5. Mallin Colorado Ecolodge
The final two lodges are literal neighbors residing on either side of Lago General Carrera, near the small Chilean village of Puerto Guadal. Although it’s unlikely that one would stay at both, the hotels often work together, sharing their precious resources. Yet, the ambiance and activities between the two are spectacularly different.
Mallin Colorado is the most upscale lodge on this list, topping out with mind-blowing lakeside log cabins. Owned and operated exclusively by seven siblings — the second generation of a family of eco-enthusiasts — this Patagonia lodge has an irreplicable story of family history and nature.
Location and charm are only half the mix, though, as exclusivity also takes center stage here. There are just four private log cabins on the site — ranging in size from 325 to 970 square feet — boasting every imaginable comfort of home, plus a six-room inn named the Casa Lenga.
Mallin Colorado also has a clubhouse and a quincho, a grilling house, but the true allure is the private hiking trails stemming out from the lodge. Right from the threshold, you can step into the Patagonian wilderness with virtually no one else on the path. Three exclusive trails rise to glaciers and descend to beaches for anywhere from a 30-minute to six-hour excursion.
The main attraction for guests in either this or the Terra Luna Lodge is the General Carrera lake and the Marble Caves protruding out from the depths. Although still a lesser-known Patagonian destination, the mysterious caves in the middle of the lake might be among the most unique features of the region. Travelers visit the opalescent Marble Caves with a boat ride over the lake that takes them close to Puerto Rio Tranquilo. Although the caves are open year-round, November to February offers the best conditions for being on the frigid water.

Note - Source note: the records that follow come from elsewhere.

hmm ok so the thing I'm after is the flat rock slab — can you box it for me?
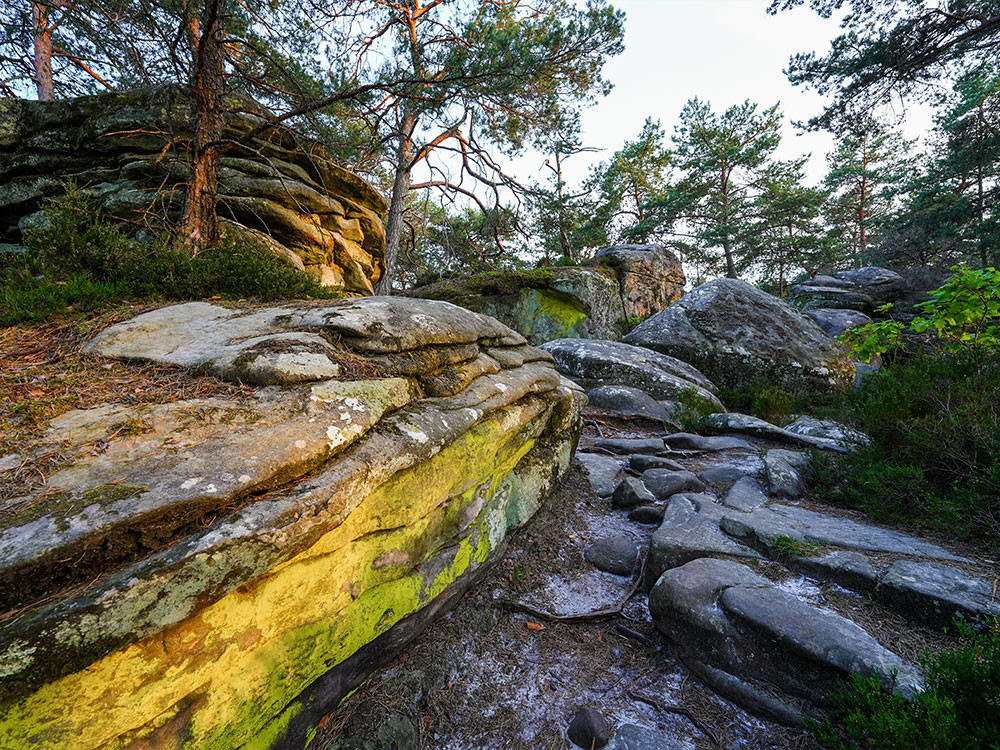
[584,536,640,576]
[608,723,681,750]
[788,550,878,593]
[541,338,721,407]
[881,560,1000,629]
[784,416,870,447]
[650,558,921,715]
[629,455,684,472]
[699,465,750,485]
[577,453,625,498]
[806,308,874,338]
[663,433,754,453]
[649,495,760,579]
[595,437,666,456]
[720,504,963,561]
[701,413,855,453]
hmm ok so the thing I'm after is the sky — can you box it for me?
[526,0,936,189]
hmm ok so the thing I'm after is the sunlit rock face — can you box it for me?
[0,298,583,750]
[0,87,387,295]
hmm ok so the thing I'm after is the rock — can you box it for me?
[719,504,963,561]
[788,551,878,593]
[806,308,874,337]
[628,505,664,525]
[835,267,904,304]
[623,278,855,393]
[541,338,721,407]
[788,284,875,312]
[809,274,854,289]
[595,437,666,456]
[0,89,386,295]
[648,494,760,579]
[411,266,628,344]
[612,476,657,509]
[584,536,640,576]
[764,449,812,498]
[663,433,754,452]
[0,299,584,749]
[592,244,685,320]
[608,723,680,750]
[629,455,685,472]
[698,465,749,485]
[686,661,805,728]
[784,415,870,448]
[577,453,624,498]
[640,469,706,499]
[650,558,922,716]
[701,412,854,453]
[568,706,612,749]
[881,560,1000,629]
[721,477,768,512]
[586,385,675,424]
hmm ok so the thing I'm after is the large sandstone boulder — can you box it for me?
[411,266,628,344]
[0,87,387,296]
[788,267,904,313]
[623,278,855,393]
[591,244,685,320]
[0,298,583,749]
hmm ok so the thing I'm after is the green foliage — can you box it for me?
[670,387,724,432]
[813,621,1000,750]
[769,535,820,560]
[0,192,334,326]
[817,352,1000,546]
[841,267,1000,365]
[716,377,844,426]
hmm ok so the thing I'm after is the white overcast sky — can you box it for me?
[525,0,936,188]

On the other side of the lake, Terra Luna Lodge claims an ideal portion of the southeast corner of General Carrera lake. The gargantuan property has accommodations for every type of traveler, as long as adventure is your middle name.

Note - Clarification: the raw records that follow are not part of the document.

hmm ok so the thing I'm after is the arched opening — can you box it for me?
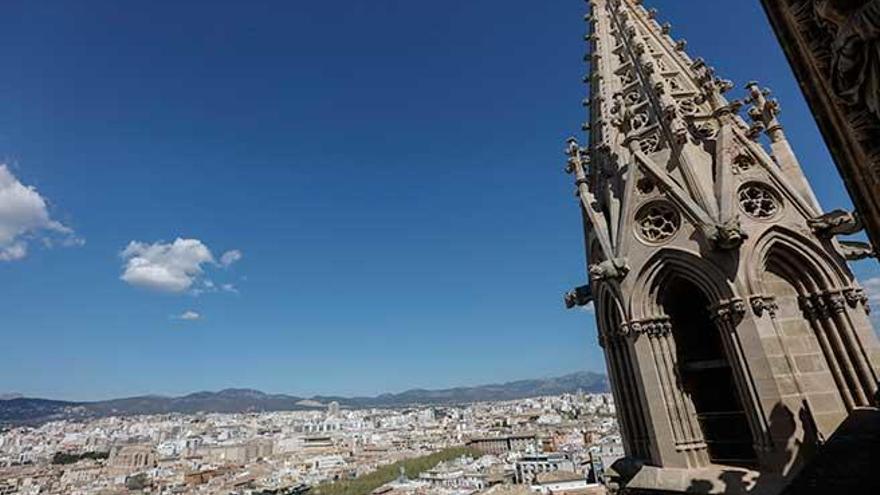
[661,277,757,466]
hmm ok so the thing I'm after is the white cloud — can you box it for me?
[177,310,201,321]
[0,165,81,261]
[221,283,238,294]
[120,238,216,293]
[220,249,242,267]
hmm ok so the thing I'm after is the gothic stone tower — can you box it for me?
[564,0,880,493]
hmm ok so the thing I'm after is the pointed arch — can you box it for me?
[630,248,738,321]
[626,248,760,467]
[748,226,874,412]
[747,226,851,295]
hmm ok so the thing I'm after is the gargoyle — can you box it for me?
[710,218,748,250]
[808,209,863,237]
[838,240,876,260]
[589,258,630,282]
[564,284,594,309]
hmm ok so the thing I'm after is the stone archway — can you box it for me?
[624,249,766,468]
[660,276,757,466]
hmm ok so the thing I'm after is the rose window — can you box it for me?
[636,202,680,244]
[738,183,780,219]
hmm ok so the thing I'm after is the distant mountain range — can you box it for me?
[0,371,607,426]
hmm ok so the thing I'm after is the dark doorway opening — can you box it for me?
[662,278,757,466]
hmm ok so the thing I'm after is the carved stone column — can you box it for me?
[637,317,709,468]
[605,324,653,460]
[600,328,639,456]
[711,299,774,455]
[801,293,868,407]
[824,291,876,397]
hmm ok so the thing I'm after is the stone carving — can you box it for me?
[808,209,864,237]
[799,296,819,320]
[763,0,880,253]
[648,320,673,338]
[574,0,880,485]
[751,295,780,318]
[732,154,756,175]
[738,183,781,219]
[564,284,594,309]
[690,121,718,140]
[627,317,673,339]
[838,239,877,260]
[815,296,832,319]
[638,132,661,154]
[844,287,871,313]
[610,92,635,133]
[589,258,630,281]
[711,299,747,324]
[815,0,880,120]
[635,202,680,244]
[799,291,856,317]
[825,291,850,313]
[746,82,782,134]
[677,97,699,116]
[710,217,748,250]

Within the 15 acres, guests can choose from full-size cabins, bungalows, apartments, treehouses, standard lodge rooms, refuge style lodging, camp huts, and igloo dome tents. But, even the epic views, on-site zipline, and kid’s rock climbing sectors pale in comparison to the legendary owner of Terra Luna Lodge and his equally genius side ventures.
Terra Luna Lodge, in combination with the renowned Patagonia Jet boat tours and Patagonia Heli Tours, is the brainchild of Phillipe Reuter. He’s a mountain climbing legend in his own right who has not lost his enthusiasm for the outdoors. He says the property was not conceived to provide five-star luxury, but rather five-star experiences. So, this is the place you want to be if you want an out of the ordinary Patagonian experience.

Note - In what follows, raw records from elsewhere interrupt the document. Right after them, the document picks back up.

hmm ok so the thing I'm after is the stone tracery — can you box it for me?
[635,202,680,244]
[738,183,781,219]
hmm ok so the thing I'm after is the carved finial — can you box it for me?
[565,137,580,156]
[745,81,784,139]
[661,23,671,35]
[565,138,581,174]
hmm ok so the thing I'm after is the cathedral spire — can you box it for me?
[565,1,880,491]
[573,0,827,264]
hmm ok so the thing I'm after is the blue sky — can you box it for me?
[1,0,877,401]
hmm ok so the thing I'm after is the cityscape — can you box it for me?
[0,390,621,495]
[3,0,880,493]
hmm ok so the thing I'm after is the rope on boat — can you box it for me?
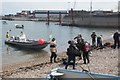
[87,72,96,80]
[79,64,95,80]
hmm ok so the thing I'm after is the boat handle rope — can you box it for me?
[79,64,95,80]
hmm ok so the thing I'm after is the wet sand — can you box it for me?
[1,37,119,78]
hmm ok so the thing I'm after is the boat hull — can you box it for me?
[49,68,120,79]
[5,40,49,50]
[16,26,24,29]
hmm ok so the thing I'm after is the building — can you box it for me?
[33,10,68,18]
[16,10,34,17]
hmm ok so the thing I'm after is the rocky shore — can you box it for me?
[1,38,119,78]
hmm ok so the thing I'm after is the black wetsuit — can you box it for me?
[65,44,76,69]
[91,33,97,46]
[113,32,120,49]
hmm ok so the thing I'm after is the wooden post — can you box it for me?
[71,8,74,25]
[47,11,50,25]
[59,12,61,25]
[82,10,84,21]
[89,0,92,26]
[118,1,120,28]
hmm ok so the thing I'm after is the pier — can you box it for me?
[2,9,120,28]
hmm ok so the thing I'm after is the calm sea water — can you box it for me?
[1,20,117,65]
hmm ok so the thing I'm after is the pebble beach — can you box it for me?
[1,38,119,78]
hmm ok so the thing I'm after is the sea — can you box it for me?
[1,20,117,66]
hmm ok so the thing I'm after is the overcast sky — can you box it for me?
[1,0,119,15]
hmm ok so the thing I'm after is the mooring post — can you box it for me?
[47,11,50,25]
[71,8,74,25]
[59,12,61,25]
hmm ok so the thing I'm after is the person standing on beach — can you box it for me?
[83,41,90,64]
[113,31,120,49]
[74,34,83,42]
[65,40,77,69]
[74,34,84,59]
[91,32,97,47]
[50,38,57,63]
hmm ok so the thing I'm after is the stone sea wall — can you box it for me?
[62,16,119,28]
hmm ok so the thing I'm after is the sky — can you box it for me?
[1,0,119,15]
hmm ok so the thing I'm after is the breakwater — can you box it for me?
[2,13,120,28]
[62,14,120,28]
[2,16,62,22]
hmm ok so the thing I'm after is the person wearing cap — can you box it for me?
[50,38,57,63]
[65,40,77,69]
[113,31,120,49]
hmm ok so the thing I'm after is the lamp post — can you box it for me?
[67,2,70,13]
[118,1,120,12]
[89,0,92,26]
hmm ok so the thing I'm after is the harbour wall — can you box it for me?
[2,15,120,28]
[62,16,119,28]
[2,16,62,22]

Phillipe personally creates, pilots, and leads expeditions around Patagonia with all-inclusive trips based on adventure excursions. From one-hour excursions to 20-day trips, adventures include anything from hiking and kayaking to mountain biking, camping, boating, rafting, mountain climbing, skiing, and helicopter rides.
Getting there: Travelers who wish to stay at either lodge must get to Puerto Guadal, located in a very remote area of the Aysen region of Chilean Patagonia. Public transport is rarely available, and most travelers arrive by private car. The closest cities are Coyhaique, 165 miles north, and Cochrane, 38 miles south. The nearest airport is in Airport Comodoro Rivadavia in Chubut, Argentina, with service from Buenos Aires in about 2.5 hours. Both lodges can assist with airport transfer service.